Sex-specific genes are clustered in the arms of IRs on the X and Y chromosomes . The Y-chromosome comprises two external pseudo-autosomal (PAR1 and PAR2) regions (≤1.5 Mb) homologous to the X-chromosome and essential for chromosome segregation at meiosis, and a central male-specific segment (MSY) functionally divided into euchromatin (shorter p-arm) and heterochromatin (distal q-arm).
The euchromatin region is itself a complex mosaic of modular DNA sequences characterized by eight large (up to 1.46 Mb in length) inverted repeats, commonly referred to as palindromes 1–8, shorter inverted and direct repeats, all of which contain gene families with expression patterns specific to the testis and performing essential functions in the production and maturation of sperm . Two other regions, X-transposed and X-degenerate, harbor paralogous genes with copies on the X-chromosome. Modular tandem arrays also compose the entire heterochromatic region, whose length variation caused by polymorphic tandem array repeat number confers large-scale differences to the size of Y-chromosomes in the general population (Fig. 3A). Hence, inverted and direct repeats compose most of the human Y-chromosome, thus conferring higher-order structural architectures to the primary genomic sequence.

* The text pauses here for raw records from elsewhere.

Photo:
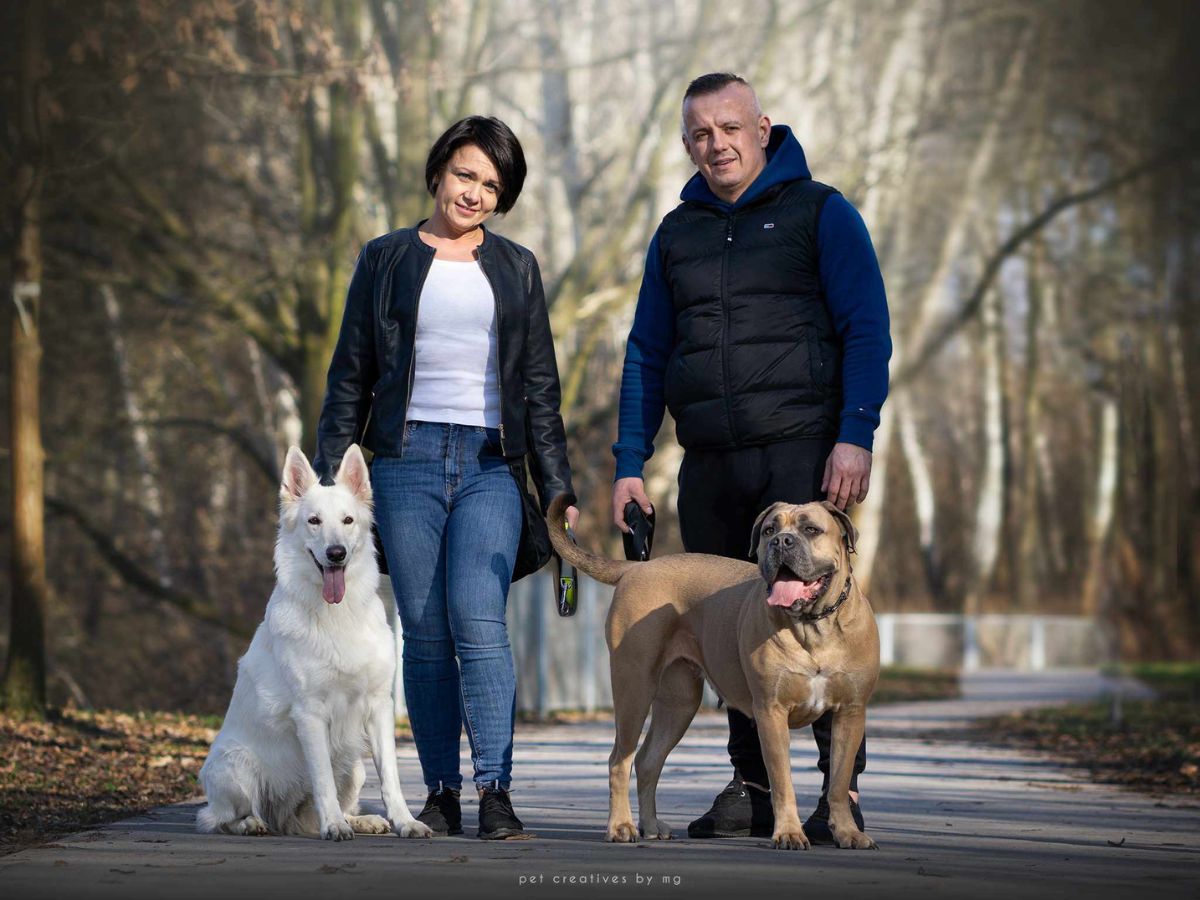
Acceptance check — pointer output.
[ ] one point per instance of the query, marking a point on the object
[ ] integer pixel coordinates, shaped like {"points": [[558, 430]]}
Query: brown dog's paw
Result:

The MSY region does not have a counterpart in other chromosomes and thus it is excluded from sexual recombination. This unique behavior has prompted speculation  that Y-chromosome extinction is inevitable given that gene decay, consequent to naturally occurring mutations, would be irreversible. Indeed, the Y-chromosome has degenerated substantially both in size and gene content in comparison with the X chromosome. However, the ampliconic gene families nested within the palindromic arms and key to spermatogenesis have sustained much lower-than-expected mutation rates during evolutionary time . For example, not only the intrapalindromic (arm-to-arm) sequences share on average >99% sequence identity, but also gene pairs located at symmetrical positions within palindromic arms are generally identical or nearly so . In contrast, substantial sequence divergence exists between gene pairs belonging to the same gene families but located at different arm positions . Thus, high rates of gene conversion are believed to have occurred among testis-specific genes in the human Y-chromosome, which have effectively counteracted the threat of gene decay imposed by the absence of meiotic recombination [106,108]. In fact, comparative analyses between the human and chimpanzee Y-chromosomes strongly supports the conclusion that the ampliconic gene families in palindromes have been under strong positive selective pressure, most likely because of their key role in spermatogenesis (Fig. 3A) .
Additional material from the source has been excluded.